Compared to the window node, the time window node introduces a new parameter timestamp_col which specifies a column to include timestamps. The time window node organizes and orders the windows according to the values in the timestamp_col column.

The function applied by the window node takes the specified column as input, and the input_schema can contain the timestamp_col column.

Example

We use the time_window(input_schema, output_schema, timestamp_col, size, step, fn, config=None) interface to create a time window node. size is the time interval of each window, and step determines how long a window moves from the previous one. Note that when creating a time window node, the upstream input table must contain a column of timestamps (timestamp_col). The input of the fn function should follow the input_schemawhile the output of the fn function should follow the output_schema.

Now let's take a video frame and feature extraction pipeline to demonstrate how to use a time window node. This pipeline randomly selects one video frame every one second and extracts the feature embeddings of the selected frames.

from towhee import ops, pipe
import random

video_frame_embedding = (
pipe.input('url')
.flat_map('url', 'frame', ops.video_decode.ffmpeg())
.map('frame', 'ts', lambda frame: frame.timestamp)
.time_window('frame', 'frame', 'ts', 1, 1, lambda x: x[random.randint(0, len(x)-1)])
.map('frame', 'embedding', ops.image_embedding.timm(model_name='resnet50'))
.output('url', 'frame', 'embedding')
)

data = 'https://raw.githubusercontent.com/towhee-io/examples/0.7/video/reverse_video_search/tmp/Ou1w86qEr58.gif'
res = video_frame_embedding(data)

The DAG of the video_frame_embedding pipeline is illustrated below.

img

The data processing workflow of the main nodes is as follows.

  1. Flat map: Uses the video-decode/ffmpeg operator to decode video URLs (url) into a list of video frames (List(towhee.types.VideoFrame)), and then flattens this list into multiple rows. Each row contains one video frame.

  2. Map: Applies the function lambda frame: frame.timestamp to obtain the corresponding timestamp (ts) of each video frame (frame).

  3. Time window: Specifies the value of both size and step as 1 to batch video frames (frame) whose timestamps (ts) are within the same one second into a time window, and then applies the function lambda x: x[random.randint(0, len(x)-1)] to randomly select one video frame (frame) from each window.

    Note that if there is less than 1 second at the end of a video, the rest of the video frames will still be batched into a window.

  4. Map: Uses the image-embedding/timm operator to extract the feature embeddings (embedding) of the selected frames (frame).
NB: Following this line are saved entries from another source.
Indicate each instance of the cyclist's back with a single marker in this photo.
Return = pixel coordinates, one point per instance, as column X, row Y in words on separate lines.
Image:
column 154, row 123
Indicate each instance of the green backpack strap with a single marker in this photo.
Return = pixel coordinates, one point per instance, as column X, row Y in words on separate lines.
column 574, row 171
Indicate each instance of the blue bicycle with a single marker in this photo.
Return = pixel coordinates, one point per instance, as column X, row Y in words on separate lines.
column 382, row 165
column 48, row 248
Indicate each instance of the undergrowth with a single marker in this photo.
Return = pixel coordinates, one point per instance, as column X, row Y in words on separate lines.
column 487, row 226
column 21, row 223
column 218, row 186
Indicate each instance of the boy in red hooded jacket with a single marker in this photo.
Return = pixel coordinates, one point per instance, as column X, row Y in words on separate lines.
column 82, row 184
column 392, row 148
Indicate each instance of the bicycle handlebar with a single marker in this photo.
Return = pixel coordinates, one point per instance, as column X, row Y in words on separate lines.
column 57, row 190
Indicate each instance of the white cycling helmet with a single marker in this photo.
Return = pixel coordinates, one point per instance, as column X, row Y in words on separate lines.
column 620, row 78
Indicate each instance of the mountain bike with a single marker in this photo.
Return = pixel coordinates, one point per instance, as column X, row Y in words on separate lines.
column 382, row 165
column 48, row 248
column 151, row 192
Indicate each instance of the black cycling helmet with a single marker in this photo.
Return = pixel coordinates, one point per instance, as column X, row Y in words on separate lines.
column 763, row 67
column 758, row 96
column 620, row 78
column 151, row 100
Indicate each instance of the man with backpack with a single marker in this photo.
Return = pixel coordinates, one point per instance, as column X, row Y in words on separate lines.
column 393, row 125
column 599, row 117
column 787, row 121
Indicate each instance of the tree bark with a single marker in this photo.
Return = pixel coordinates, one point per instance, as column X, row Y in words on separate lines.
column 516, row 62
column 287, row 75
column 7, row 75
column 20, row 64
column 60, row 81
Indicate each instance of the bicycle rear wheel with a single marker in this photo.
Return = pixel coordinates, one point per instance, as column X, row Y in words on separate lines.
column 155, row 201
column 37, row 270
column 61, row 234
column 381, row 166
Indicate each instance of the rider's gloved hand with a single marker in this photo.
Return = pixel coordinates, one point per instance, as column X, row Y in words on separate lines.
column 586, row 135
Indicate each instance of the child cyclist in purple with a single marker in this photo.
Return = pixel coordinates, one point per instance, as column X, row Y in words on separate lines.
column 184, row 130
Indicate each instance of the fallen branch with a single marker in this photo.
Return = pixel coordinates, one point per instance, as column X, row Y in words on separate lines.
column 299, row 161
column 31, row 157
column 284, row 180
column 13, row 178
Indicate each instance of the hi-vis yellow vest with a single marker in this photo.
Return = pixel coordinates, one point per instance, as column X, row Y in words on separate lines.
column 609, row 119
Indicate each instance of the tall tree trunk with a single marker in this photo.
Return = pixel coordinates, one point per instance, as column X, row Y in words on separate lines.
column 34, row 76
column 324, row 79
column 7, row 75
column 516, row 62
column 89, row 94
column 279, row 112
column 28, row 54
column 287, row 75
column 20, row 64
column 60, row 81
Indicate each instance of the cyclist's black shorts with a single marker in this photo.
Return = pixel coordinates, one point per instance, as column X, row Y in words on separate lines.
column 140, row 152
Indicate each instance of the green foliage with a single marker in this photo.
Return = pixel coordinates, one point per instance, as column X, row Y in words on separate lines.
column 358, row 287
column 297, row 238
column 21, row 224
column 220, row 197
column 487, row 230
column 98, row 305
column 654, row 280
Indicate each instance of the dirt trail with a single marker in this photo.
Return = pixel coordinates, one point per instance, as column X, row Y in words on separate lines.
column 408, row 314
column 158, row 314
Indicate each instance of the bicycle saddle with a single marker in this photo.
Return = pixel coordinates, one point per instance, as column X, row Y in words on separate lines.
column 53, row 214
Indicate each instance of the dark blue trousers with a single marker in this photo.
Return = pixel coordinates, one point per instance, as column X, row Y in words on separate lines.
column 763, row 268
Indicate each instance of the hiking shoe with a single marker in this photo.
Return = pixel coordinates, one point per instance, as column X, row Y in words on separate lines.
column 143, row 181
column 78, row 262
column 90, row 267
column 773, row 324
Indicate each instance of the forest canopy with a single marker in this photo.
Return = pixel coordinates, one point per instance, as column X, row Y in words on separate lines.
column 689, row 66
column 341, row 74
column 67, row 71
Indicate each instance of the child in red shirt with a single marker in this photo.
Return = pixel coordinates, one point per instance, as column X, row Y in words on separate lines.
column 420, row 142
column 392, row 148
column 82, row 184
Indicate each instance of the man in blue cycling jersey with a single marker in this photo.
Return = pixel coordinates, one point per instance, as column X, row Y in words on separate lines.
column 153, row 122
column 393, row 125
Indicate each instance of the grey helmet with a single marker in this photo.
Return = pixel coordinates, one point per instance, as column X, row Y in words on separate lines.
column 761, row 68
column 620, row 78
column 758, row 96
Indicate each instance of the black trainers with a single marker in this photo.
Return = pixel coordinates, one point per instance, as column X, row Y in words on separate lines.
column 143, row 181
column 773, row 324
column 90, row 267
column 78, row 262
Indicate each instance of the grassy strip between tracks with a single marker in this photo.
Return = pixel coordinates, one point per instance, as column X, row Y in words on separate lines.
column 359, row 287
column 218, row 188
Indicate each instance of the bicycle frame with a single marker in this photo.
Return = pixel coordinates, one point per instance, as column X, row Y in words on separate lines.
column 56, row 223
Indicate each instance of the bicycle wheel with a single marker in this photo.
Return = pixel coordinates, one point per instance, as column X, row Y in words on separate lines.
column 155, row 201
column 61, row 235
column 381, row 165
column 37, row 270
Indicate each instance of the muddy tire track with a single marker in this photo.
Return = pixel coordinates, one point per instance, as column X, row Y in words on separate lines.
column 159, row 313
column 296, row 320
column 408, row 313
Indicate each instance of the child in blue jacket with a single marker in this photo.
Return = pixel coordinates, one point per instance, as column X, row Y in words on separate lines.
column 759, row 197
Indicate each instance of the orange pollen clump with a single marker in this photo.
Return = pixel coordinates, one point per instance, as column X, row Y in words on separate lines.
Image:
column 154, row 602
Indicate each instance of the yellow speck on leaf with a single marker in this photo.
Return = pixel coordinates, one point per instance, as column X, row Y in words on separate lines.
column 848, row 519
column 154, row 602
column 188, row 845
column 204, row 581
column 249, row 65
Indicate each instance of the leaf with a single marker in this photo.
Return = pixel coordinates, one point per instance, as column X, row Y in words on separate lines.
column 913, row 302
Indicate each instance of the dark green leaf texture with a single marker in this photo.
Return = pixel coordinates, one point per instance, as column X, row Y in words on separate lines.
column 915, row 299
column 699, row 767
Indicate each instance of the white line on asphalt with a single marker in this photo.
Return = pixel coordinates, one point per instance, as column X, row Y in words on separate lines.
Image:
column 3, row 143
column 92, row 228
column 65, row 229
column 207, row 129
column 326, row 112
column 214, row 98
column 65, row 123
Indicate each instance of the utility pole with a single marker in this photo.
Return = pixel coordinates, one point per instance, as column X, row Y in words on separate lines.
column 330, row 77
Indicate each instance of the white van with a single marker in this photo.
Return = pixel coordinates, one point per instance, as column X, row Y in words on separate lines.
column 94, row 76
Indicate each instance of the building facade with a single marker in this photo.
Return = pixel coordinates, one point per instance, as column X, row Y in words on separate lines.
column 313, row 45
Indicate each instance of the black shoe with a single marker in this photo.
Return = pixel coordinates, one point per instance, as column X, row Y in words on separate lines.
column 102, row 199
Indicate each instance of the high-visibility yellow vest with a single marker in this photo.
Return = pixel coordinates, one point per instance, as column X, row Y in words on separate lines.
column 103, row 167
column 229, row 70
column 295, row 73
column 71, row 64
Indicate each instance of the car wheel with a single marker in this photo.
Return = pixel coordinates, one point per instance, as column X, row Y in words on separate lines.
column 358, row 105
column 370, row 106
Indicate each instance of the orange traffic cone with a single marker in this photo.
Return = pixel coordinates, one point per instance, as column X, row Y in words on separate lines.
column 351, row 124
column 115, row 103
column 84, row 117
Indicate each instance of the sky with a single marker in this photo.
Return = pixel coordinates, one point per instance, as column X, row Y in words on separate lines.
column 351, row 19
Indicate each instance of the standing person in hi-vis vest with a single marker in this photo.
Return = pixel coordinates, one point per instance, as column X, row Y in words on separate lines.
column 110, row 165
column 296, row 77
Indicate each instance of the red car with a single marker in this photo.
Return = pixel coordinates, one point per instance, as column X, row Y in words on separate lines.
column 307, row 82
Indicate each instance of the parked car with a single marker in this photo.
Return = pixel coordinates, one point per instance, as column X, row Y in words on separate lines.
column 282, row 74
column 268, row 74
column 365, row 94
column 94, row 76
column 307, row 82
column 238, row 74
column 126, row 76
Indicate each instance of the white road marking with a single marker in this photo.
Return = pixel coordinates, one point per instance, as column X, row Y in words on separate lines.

When the pipeline is running, data transformation in each node is illustrated below.

Note:

  • Data in the frame column are in the format of towhee.types.VideoFrame. These data represent the decoded video frames. For easier understanding, these data are displayed as images in the following figure.
  • This example contains 16 video frames. Not all data are listed in the flat map node step.
  • Since the video frames are randomly selected, the output you get can vary from our example.

img

Notes

  • A time window node required a list of timestamps.
  • Data in each time window should be lists, so the function applied by a time window node should support list as input.